Such social distance and unwillingness to cooperate, in turn, make risky behavior more palatable (Mooijman et al. Reference Mooijman, Hoover, Lin, Ji and Dehghani2018). For extremist groups, who, by definition, operate outside of the mainstream, offline mobilization is always at least somewhat risky, and thus, attaching moral reasoning to their activities is essential. Indeed, as our data suggest, these moral messages—in the form of diagnostic frames—are nearly omnipresent in online discussions between group members.
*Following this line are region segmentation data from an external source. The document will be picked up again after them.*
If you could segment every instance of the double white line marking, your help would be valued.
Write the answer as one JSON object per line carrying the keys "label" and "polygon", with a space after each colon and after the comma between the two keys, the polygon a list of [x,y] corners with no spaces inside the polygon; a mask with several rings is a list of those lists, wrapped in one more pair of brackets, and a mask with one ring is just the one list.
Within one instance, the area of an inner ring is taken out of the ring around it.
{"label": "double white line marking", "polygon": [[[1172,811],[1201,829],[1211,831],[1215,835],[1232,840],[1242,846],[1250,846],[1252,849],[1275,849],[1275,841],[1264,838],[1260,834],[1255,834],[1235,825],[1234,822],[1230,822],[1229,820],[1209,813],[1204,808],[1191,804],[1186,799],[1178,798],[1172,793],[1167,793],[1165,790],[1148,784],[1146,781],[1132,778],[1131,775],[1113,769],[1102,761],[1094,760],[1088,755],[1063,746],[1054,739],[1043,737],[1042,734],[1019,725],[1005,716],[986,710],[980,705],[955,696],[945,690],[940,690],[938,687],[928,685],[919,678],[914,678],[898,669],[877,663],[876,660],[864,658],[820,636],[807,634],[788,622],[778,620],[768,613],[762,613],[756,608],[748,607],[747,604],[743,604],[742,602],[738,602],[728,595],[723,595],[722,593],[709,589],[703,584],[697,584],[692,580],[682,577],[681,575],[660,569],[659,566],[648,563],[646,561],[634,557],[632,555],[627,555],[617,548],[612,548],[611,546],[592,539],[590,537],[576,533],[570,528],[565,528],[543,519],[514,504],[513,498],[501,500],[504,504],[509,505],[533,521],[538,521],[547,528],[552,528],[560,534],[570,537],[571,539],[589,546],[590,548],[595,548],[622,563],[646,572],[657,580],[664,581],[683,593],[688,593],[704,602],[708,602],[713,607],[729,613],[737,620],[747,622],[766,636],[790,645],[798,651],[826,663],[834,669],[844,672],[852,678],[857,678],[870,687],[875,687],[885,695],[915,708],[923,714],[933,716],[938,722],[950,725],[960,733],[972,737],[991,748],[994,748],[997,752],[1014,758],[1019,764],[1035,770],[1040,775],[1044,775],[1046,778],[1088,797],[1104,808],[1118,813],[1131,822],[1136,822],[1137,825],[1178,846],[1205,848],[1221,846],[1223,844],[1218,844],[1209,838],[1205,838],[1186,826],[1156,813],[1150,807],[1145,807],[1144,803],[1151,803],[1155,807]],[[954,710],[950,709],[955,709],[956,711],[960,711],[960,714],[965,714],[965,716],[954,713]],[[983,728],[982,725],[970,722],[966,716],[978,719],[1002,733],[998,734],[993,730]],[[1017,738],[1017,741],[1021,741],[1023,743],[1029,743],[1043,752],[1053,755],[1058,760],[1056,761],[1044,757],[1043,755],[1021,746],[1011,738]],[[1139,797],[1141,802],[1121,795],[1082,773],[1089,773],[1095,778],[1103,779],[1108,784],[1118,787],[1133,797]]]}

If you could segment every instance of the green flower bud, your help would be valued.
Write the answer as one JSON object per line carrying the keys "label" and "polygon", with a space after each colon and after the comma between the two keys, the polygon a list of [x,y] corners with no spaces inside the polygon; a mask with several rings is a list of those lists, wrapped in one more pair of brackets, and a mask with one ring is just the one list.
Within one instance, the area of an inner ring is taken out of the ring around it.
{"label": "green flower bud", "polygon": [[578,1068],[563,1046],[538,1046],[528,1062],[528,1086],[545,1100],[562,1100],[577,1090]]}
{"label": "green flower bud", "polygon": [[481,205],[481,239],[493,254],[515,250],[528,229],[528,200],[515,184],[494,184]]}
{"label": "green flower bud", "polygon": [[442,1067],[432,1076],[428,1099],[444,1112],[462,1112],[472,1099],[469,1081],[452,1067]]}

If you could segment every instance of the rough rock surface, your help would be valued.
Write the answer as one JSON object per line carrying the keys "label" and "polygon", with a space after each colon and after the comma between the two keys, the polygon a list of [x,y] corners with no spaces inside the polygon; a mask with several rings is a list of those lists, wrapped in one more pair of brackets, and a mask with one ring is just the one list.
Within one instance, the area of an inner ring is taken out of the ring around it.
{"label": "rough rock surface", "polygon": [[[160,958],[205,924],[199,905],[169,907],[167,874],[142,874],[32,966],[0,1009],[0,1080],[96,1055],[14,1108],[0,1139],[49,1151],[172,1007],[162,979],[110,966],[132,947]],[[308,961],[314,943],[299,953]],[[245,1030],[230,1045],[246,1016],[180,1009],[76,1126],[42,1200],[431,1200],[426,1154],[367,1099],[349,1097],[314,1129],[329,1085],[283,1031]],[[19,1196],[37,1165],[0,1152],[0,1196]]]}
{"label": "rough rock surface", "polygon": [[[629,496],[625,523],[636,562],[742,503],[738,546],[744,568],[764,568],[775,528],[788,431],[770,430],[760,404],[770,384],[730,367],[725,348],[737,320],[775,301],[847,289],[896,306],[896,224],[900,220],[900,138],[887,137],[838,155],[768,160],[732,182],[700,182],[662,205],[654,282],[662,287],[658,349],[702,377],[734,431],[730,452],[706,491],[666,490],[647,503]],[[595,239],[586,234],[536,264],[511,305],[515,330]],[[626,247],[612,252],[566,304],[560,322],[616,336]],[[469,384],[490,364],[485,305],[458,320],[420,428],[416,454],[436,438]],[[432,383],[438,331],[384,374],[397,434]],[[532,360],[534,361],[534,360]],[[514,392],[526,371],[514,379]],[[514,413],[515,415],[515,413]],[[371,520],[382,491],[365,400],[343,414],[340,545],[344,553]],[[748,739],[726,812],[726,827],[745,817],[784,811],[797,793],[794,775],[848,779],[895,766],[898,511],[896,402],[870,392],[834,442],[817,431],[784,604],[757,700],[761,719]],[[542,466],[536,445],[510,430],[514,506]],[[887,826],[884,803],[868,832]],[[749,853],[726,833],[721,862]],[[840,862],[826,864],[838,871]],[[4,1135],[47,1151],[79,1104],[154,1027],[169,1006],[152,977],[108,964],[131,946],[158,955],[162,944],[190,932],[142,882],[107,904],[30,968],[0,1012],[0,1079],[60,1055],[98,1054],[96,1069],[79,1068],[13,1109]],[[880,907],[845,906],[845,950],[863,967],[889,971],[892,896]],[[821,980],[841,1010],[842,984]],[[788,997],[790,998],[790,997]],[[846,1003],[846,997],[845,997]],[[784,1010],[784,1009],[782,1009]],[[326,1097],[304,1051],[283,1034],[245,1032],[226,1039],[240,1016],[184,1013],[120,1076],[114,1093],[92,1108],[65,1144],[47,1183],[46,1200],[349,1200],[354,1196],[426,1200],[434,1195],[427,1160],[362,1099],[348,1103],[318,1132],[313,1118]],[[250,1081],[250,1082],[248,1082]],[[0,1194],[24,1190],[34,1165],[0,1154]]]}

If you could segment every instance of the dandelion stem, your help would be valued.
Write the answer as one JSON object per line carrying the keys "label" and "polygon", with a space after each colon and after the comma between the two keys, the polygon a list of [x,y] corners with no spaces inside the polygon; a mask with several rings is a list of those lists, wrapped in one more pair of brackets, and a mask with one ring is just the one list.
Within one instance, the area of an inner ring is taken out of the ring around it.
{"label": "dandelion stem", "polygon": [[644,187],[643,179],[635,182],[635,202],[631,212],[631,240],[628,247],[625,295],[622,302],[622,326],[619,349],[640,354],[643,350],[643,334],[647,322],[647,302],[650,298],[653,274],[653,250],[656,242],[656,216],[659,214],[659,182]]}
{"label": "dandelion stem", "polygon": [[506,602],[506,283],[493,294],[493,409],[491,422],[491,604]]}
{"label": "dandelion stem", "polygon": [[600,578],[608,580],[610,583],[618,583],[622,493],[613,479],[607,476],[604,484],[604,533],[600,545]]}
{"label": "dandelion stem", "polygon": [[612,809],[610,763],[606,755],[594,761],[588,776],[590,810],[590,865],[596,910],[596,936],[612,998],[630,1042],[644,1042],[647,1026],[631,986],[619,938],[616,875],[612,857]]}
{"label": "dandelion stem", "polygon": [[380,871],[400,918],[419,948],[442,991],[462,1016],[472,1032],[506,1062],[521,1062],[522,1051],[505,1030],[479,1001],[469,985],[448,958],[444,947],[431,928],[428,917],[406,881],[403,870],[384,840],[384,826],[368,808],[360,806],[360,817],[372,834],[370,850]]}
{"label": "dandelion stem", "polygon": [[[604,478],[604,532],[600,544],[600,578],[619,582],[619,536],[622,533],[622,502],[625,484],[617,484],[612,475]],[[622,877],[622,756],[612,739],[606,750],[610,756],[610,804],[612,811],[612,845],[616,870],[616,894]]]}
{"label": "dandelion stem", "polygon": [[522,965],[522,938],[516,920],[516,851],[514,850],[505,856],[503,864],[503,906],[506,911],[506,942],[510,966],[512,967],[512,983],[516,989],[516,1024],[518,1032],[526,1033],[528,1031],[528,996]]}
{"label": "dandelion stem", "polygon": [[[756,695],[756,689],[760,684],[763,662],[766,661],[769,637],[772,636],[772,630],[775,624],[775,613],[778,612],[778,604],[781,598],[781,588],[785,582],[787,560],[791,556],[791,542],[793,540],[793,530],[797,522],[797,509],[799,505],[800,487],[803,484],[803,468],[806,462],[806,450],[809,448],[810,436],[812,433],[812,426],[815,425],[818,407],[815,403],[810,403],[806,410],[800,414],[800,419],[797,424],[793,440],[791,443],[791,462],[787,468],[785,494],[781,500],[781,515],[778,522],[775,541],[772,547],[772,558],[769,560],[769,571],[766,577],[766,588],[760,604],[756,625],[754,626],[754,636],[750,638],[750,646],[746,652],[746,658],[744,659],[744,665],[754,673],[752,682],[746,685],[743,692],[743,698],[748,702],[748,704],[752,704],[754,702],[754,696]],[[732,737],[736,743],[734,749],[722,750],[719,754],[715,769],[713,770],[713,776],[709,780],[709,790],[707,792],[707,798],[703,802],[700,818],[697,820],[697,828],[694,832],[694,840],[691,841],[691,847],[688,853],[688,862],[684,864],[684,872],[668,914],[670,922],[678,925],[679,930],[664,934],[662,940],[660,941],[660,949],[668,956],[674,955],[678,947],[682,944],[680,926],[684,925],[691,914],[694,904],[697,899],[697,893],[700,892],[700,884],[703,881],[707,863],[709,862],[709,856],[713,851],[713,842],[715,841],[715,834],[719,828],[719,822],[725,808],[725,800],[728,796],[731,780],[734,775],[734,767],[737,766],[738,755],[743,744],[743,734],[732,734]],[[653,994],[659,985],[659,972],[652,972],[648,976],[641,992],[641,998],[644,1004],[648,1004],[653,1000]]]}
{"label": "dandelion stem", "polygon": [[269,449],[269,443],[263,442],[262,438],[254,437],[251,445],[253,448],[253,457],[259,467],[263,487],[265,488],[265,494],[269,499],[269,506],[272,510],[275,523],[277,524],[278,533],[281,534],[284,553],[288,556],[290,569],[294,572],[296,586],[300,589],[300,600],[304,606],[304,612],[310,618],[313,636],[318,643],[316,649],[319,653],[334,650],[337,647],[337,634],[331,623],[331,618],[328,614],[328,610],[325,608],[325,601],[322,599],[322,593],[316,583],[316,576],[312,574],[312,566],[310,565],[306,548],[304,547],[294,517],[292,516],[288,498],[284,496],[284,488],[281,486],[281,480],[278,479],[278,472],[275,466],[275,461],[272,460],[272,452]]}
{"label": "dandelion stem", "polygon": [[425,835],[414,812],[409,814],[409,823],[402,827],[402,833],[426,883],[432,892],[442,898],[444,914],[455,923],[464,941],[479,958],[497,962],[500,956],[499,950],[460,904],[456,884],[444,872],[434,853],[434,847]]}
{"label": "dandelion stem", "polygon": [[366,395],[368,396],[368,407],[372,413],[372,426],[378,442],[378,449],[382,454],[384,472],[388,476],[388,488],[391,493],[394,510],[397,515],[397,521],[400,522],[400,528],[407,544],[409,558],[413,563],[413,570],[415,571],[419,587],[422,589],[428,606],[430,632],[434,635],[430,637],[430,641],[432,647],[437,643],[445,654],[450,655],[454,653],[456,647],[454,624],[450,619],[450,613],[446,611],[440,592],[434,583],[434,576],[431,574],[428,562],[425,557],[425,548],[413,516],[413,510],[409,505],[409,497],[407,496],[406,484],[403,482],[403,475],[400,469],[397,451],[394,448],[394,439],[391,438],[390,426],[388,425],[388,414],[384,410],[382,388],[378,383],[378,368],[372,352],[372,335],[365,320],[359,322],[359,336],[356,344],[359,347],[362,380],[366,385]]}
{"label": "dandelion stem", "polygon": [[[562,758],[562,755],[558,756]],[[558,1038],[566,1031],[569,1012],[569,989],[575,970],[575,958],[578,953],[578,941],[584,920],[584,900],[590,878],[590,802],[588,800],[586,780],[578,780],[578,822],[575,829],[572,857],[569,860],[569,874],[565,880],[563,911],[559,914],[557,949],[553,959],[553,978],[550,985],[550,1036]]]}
We argue that these types of messages are key components of how a group conceptualizes its position and plight in an unjust world—moralizing prerequisites for mobilization. However, for mobilization to tip into violence, simple moralizing may not be enough. Support for violence is more likely when “moral convergence” has also taken place (Mooijman et al. Reference Mooijman, Hoover, Lin, Ji and Dehghani2018)—that is, when members believe that others within the group share these moral values. We argue that motivational frames, which positively prime in-group identity by emphasizing a group’s shared values, pride, strength and/or solidarity, constitute one such avenue for moral convergence.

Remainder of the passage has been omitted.